(NEW YORK) — While Senate negotiators struggle for a deal on mandatory background checks at gun shows, the latest ABC News/Washington Post poll finds vast public support for the measure, as well as for a committee-approved step to make illegal gun sales a federal crime.
A smaller majority — 57 percent — also continues to favor banning assault weapons, a measure said to be less likely to prevail in Congress. Support has declined slightly for a fourth proposal: the National Rifle Association’s suggestion to place armed guards in public schools.
With a hearing by the Senate Judiciary Committee scheduled for Tuesday, the poll, produced for ABC by Langer Research Associates, also shows a sharp political divide on gun control: Americans split evenly, 42-41 percent, on whom they trust more to handle the issue, President Obama, who’s been pushing such measures, or the Republicans in Congress, many of whom have been resisting them.
That result reflects the crosscurrents in attitudes on gun control. On one hand the public supports “stricter gun control laws in this country” in general by a fairly narrow 52 to 45 percent, essentially unchanged recently and down from its levels in most of the previous two decades. But support is higher on some specifics; a nearly unanimous 91 percent favor mandatory background checks on gun show sales, and 82 percent support making illegal gun sales a federal crime. Notably, even among opponents of stricter gun control in general, 85 and 73 percent, respectively, support these measures.
The Judiciary Committee last week approved a bill making gun trafficking a federal offense. It’s also looking at background checks, limits on assault weapons and high-capacity magazines and aid for more safety equipment in schools. All come in response to the shootings that killed 26 at a schoolhouse in Newtown, Conn., in December.

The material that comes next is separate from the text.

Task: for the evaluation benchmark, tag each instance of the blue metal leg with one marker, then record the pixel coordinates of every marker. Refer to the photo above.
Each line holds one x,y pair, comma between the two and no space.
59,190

Support for banning assault weapons is almost identical to its level in January, albeit, like views on gun control in general, down from support in the past, which peaked at or near 80 percent in the 1990s. Placing an armed guard in every public school, supported by 55 percent in January, slipped to 50 percent now. Critics have focused on the cost, among other issues; support is down most sharply among Republicans, men and people in gun-owning households.